Maggie Medved was stuck with her Phoenix house for two years after the market crash wiped out the equity in the property. Last year, as prices in the area rose by the most in the U.S., she and her partner were finally able to sell the 3-bedroom 1950’s style home and move to a larger place.
“We were counting the days for when we could move,” said Medved, 40, who trains employees for weight loss company Jenny Craig Inc. “We definitely knew it was a waiting game because it would’ve been financial suicide if we had sold earlier.”
Medved was among the 12 million borrowers in the U.S. who at the peak of the real-estate downturn owed more on their mortgages than their houses were worth, blocking them from moving or saving money by taking advantage of the lowest borrowing costs on record to refinance. As prices recovered, the number of underwater borrowers fell by almost 4 million last year to 7 million, according to JPMorgan Chase & Co., and could drop to 4 million within 2 years.
The housing market is rebounding faster than anyone thought possible, according to Blackstone Group LP’s global head of real estate Jonathan Gray, as the Federal Reserve buys mortgage bonds to keep rates near record lows and investors sop up a diminishing supply of properties for sale. Housing construction could boost U.S. gross domestic product by 0.4 percentage point and home price appreciation may add another 0.2 percentage point, Bank of America Corp.’s senior economist Michelle Meyer forecasts.

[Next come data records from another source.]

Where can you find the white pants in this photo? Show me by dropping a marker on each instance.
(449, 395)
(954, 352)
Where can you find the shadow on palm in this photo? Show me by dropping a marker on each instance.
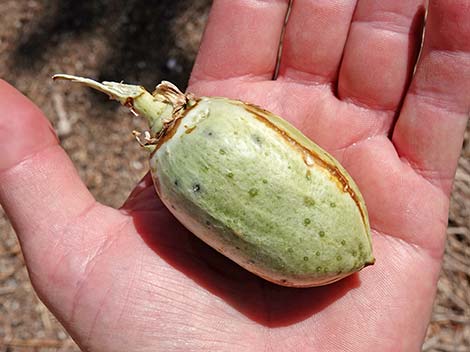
(261, 301)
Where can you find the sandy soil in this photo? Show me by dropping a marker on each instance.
(142, 41)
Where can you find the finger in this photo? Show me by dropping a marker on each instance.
(241, 38)
(314, 40)
(430, 129)
(39, 187)
(380, 52)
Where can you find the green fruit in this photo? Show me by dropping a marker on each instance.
(251, 185)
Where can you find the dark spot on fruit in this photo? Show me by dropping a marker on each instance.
(253, 192)
(309, 201)
(189, 130)
(308, 175)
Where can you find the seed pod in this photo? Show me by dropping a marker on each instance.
(251, 185)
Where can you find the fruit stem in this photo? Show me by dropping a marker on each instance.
(157, 109)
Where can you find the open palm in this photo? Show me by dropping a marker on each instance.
(135, 280)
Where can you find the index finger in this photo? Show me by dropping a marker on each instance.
(241, 39)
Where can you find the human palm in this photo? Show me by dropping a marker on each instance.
(134, 279)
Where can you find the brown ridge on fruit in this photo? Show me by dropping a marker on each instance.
(334, 171)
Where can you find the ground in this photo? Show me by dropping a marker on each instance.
(142, 41)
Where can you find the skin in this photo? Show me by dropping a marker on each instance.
(134, 279)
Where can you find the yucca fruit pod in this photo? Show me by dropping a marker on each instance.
(251, 185)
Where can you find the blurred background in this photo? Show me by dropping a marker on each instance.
(142, 41)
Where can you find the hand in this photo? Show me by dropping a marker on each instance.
(135, 280)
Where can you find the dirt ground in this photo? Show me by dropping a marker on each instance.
(142, 41)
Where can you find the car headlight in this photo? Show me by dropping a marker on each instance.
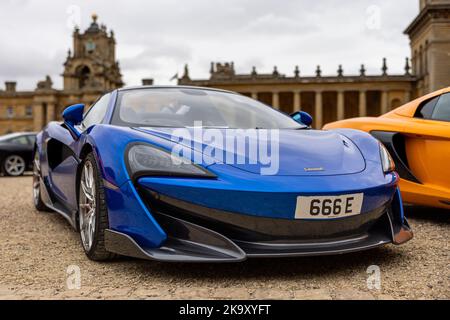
(386, 160)
(147, 160)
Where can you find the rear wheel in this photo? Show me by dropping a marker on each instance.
(93, 213)
(14, 165)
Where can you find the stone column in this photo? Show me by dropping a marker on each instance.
(51, 112)
(384, 101)
(407, 96)
(340, 105)
(276, 100)
(297, 101)
(362, 104)
(318, 110)
(38, 117)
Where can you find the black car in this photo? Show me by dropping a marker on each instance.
(16, 153)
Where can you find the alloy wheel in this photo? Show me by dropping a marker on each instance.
(14, 165)
(36, 180)
(87, 206)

“It supports household wealth, consumer confidence and can generate greater credit creation,” Meyer said. “If prices are rising, homeowners believe that they will once again have an appreciating asset. It’s a very big change in how they think about their wealth and their balance sheets.”

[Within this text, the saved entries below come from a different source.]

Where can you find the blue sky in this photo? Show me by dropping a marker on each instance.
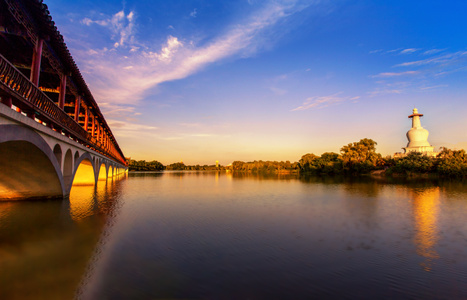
(201, 81)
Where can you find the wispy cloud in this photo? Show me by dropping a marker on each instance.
(379, 92)
(123, 77)
(278, 91)
(433, 51)
(120, 25)
(322, 102)
(409, 51)
(396, 74)
(443, 59)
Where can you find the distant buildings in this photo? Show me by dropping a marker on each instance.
(418, 138)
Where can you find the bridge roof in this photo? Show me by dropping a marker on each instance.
(40, 17)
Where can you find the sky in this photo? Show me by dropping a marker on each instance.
(200, 81)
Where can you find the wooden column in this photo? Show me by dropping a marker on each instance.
(31, 114)
(93, 126)
(62, 92)
(7, 101)
(86, 119)
(36, 62)
(77, 108)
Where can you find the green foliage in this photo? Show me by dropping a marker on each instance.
(142, 165)
(452, 163)
(328, 163)
(264, 166)
(176, 166)
(360, 155)
(413, 163)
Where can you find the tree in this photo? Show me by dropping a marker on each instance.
(361, 156)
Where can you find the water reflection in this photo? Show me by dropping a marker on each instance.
(45, 246)
(425, 209)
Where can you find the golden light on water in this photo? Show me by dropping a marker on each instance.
(102, 173)
(85, 174)
(425, 209)
(81, 201)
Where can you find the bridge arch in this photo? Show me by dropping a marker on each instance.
(84, 173)
(68, 168)
(76, 159)
(102, 175)
(30, 169)
(58, 154)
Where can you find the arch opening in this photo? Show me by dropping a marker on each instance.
(76, 157)
(102, 173)
(58, 154)
(68, 168)
(84, 174)
(27, 172)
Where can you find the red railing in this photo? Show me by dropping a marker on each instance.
(31, 99)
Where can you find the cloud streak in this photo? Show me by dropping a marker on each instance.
(322, 102)
(396, 74)
(125, 77)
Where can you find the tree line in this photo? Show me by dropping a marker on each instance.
(354, 158)
(142, 165)
(361, 158)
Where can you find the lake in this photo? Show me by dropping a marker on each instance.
(209, 235)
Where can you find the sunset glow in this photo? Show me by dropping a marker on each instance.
(250, 80)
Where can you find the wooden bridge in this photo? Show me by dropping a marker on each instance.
(52, 132)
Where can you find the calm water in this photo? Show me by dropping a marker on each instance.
(224, 236)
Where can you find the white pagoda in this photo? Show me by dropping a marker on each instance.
(418, 137)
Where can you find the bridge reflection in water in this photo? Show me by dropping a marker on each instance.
(51, 126)
(425, 207)
(46, 245)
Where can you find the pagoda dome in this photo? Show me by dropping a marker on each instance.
(417, 135)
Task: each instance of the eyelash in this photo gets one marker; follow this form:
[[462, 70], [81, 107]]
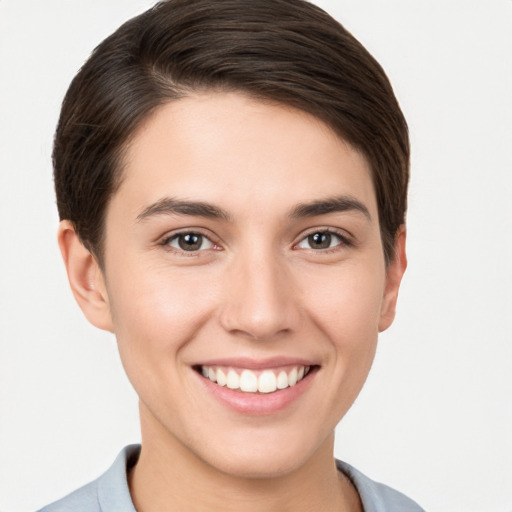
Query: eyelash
[[344, 241], [166, 243]]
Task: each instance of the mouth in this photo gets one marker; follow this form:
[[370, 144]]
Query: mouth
[[261, 381]]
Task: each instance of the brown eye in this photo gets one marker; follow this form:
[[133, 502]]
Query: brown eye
[[322, 240], [190, 242]]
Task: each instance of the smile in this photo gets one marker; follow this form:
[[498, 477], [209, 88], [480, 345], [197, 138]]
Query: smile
[[249, 381]]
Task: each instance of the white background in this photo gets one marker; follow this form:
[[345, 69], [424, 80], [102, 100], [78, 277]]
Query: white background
[[435, 419]]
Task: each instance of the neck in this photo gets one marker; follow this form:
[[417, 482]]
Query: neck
[[169, 477]]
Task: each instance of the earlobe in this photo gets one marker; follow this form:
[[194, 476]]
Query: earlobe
[[394, 274], [85, 277]]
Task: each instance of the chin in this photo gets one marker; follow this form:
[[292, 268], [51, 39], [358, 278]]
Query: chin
[[262, 460]]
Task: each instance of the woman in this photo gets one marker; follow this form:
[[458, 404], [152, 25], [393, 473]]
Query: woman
[[231, 180]]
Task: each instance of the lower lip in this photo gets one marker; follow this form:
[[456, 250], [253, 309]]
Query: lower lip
[[258, 403]]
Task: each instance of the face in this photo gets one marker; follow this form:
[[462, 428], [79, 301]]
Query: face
[[245, 281]]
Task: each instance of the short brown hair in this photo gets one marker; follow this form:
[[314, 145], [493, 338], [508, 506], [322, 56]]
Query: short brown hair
[[287, 51]]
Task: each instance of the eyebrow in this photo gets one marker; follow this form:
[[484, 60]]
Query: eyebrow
[[171, 206], [330, 205]]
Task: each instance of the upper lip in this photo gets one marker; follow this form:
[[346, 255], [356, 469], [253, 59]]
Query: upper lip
[[257, 364]]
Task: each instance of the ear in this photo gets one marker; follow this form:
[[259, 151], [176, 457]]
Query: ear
[[394, 274], [85, 277]]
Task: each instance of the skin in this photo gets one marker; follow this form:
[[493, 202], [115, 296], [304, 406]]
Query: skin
[[257, 288]]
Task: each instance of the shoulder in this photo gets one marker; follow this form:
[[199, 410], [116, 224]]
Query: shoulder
[[377, 497], [81, 500], [109, 493]]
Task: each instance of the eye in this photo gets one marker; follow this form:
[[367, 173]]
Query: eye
[[189, 242], [321, 240]]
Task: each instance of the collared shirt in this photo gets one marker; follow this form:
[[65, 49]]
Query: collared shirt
[[110, 493]]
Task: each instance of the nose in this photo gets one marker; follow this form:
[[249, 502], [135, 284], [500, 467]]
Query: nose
[[261, 300]]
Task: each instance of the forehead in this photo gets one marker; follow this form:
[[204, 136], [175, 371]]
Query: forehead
[[230, 149]]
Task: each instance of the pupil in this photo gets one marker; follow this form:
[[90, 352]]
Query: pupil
[[320, 240], [190, 242]]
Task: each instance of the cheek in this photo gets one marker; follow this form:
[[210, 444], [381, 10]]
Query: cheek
[[158, 310], [346, 302]]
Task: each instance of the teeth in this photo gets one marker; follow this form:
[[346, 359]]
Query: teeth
[[267, 383], [232, 381], [282, 380], [249, 382]]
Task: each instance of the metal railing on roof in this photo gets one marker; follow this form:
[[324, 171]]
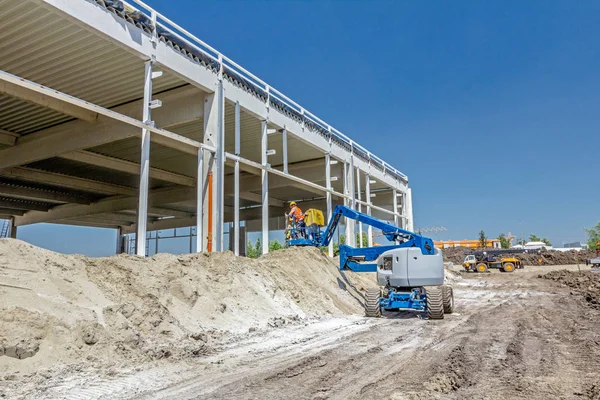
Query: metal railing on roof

Medved’s Phoenix home was on the market for two days before it sold for $85,000, just shy of the price paid in 1998. She and her partner Wendy Thomas bought a larger property with a pool for $210,000 in Glendale, about 10 minutes away.
“We’d outgrown the house and the neighborhood took a turn we didn’t like,” Medved said. “Almost 12 years later we were in the hole $30,000. We couldn’t take that much of a loss and needed to stay regardless of what the neighborhood had become.”
Arizona’s capital city is leading the U.S. in price appreciation, surging 22 percent in the 12 months through October, according to an S&P/Case-Shiller index, which had the biggest year-over-year advance since May 2010. Eighteen of the 20 cities in the index showed increases from a year earlier.
Even with the gains, Phoenix prices were down about 45 percent through November from their 2006 peak, according to Zillow Inc. Nationally, prices peaked in May 2007, according to the real-estate website, and are down 19 percent.